What gets louder as it gets smaller? A baby in a trash compactor.
What did the left butt cheek say to the right butt cheek? "Together we can stop this shit!"
What pictures do orphans take? Selfies.
My mum said take out the trash, so I took my sister.
Why do gay people like sports?
Because they get to play with balls.
Dark jokes are like home. A lot of people don't get it.
I don't see why people say emo kids never hangout.
"Knock, knock." "Who's there?" "Yo mum." "Yo mum who?" "Yo mum is watching you wank right now."
Teacher: Now class, if you are dumb, please stand up.
Class: No one stands up.
Teacher: Oh, c’mon. I know someone over here is dumb. *teacher waves her finger around the left side of the room.*
Little Johnny: *stands up.*
Teacher: Oh, Johnny, you think you’re dumb?
Little Johnny: No, I just feel bad you’re standing alone.
What if soy milk is just regular milk trying to introduce itself in Spanish?

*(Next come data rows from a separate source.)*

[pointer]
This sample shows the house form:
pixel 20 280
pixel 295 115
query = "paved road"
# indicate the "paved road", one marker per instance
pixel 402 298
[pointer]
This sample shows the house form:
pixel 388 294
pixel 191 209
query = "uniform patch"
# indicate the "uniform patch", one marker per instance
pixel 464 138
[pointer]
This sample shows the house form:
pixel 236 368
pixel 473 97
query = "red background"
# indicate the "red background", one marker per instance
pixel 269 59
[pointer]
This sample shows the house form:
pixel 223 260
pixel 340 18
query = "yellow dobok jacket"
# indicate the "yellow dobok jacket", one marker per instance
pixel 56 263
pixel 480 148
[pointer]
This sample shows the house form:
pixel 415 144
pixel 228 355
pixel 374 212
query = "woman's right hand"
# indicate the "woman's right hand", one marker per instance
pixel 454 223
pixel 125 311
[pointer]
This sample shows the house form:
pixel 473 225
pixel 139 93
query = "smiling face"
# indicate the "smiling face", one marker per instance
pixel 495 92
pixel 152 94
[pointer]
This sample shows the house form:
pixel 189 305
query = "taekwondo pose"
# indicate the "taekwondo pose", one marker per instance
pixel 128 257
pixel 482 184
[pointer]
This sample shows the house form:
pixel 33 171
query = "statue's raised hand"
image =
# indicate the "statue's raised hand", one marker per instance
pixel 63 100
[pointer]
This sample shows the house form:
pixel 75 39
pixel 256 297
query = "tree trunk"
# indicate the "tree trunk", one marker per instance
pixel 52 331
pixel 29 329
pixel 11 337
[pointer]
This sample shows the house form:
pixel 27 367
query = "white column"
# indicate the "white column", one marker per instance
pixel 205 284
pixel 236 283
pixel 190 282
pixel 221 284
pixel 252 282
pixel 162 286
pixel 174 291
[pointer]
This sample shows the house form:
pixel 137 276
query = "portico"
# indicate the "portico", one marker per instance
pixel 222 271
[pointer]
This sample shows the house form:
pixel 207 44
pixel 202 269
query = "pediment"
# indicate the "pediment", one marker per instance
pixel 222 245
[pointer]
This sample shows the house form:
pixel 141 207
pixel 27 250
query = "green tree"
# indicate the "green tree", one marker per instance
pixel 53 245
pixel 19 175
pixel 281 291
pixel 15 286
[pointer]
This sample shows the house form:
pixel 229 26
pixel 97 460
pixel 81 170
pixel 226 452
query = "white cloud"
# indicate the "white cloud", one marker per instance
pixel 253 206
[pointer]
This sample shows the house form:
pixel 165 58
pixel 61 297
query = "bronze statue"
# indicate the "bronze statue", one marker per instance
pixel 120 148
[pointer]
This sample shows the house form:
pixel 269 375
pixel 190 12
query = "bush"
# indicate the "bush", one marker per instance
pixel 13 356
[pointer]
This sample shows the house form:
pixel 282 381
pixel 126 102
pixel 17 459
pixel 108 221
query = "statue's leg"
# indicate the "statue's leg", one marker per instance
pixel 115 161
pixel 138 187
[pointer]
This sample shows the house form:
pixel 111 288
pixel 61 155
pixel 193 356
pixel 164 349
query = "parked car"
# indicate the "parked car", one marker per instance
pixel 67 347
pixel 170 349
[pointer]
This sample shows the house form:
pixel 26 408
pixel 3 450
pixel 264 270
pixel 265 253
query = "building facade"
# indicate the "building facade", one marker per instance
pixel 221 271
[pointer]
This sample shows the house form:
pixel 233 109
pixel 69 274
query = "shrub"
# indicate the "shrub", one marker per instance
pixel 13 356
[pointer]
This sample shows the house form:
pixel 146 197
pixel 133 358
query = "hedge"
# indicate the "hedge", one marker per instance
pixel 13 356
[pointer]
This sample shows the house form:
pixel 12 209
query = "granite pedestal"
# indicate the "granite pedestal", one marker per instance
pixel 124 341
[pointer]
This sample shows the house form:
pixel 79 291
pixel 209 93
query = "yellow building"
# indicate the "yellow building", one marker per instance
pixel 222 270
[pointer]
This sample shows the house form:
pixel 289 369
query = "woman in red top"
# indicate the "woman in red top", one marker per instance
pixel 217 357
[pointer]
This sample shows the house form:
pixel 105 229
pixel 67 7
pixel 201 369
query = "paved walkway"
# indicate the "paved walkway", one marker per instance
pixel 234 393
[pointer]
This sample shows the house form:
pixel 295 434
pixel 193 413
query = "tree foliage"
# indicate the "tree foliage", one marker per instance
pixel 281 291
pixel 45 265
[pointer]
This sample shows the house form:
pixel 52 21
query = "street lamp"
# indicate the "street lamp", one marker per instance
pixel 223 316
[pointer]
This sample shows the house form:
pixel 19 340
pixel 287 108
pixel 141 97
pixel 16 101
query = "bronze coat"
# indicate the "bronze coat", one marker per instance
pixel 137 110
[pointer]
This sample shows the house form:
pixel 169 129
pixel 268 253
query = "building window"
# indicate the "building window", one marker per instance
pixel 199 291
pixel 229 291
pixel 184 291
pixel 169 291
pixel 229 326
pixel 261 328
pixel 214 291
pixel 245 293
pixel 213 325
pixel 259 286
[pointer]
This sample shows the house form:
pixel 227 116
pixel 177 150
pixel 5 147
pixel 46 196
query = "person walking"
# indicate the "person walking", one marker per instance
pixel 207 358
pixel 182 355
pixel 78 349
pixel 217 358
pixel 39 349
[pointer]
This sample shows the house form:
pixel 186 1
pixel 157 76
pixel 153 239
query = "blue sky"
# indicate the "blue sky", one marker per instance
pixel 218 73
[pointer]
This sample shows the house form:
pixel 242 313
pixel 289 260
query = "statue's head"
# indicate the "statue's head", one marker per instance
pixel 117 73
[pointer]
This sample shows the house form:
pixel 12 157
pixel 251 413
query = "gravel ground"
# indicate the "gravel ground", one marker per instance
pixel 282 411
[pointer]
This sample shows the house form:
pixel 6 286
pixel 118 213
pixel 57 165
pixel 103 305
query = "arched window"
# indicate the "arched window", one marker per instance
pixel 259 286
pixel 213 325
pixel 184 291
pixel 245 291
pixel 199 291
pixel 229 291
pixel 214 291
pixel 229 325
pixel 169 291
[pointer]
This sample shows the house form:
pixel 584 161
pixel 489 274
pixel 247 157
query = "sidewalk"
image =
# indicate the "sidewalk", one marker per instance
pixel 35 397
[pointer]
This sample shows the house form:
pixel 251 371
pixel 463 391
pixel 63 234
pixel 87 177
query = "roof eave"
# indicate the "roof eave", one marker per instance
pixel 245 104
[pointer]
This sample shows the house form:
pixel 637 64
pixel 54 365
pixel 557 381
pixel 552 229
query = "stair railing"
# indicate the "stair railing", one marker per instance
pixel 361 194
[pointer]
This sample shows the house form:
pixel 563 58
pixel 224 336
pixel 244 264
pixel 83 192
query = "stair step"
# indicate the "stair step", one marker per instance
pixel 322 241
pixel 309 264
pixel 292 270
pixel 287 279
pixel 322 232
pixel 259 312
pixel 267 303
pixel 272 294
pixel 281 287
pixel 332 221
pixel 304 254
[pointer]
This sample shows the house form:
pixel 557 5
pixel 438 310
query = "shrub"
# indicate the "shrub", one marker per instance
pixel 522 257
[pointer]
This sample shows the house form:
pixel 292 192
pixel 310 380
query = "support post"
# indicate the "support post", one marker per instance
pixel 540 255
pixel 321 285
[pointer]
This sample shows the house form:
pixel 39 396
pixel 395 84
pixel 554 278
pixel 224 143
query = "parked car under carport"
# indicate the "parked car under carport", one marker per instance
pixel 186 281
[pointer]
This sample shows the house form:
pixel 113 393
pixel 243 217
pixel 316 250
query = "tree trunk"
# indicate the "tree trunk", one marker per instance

What did the mayonnaise say when the refrigerator door was opened? Close the door, I'm dressing.
Why was the dog stealing shingles?
He wanted to be a woofer.
How many white police officers does it take to push an African-American gentleman down the stairs?
Push?! He fell...
I think one of my dads might be gay.
At the bar last night, a woman got her nipple pierced right in front of me.
On a related note, I suck at darts.
A man accidentally elbows a woman's boob as she is standing behind him in a hotel lobby. The man apologizes profusely and says, "If your heart is as soft as your breasts, I know you'll forgive me."
To which the woman replied, "If your dick is as hard as your elbow, I'm in room 318."
What’s the best thing about dating an orphan?
You don’t need parental consent.
I'm going to make a city just for people with special needs.
I'll call it Downtown.
You wanna know proof that cats don't always land on their feet? Well then, watch The Lion King.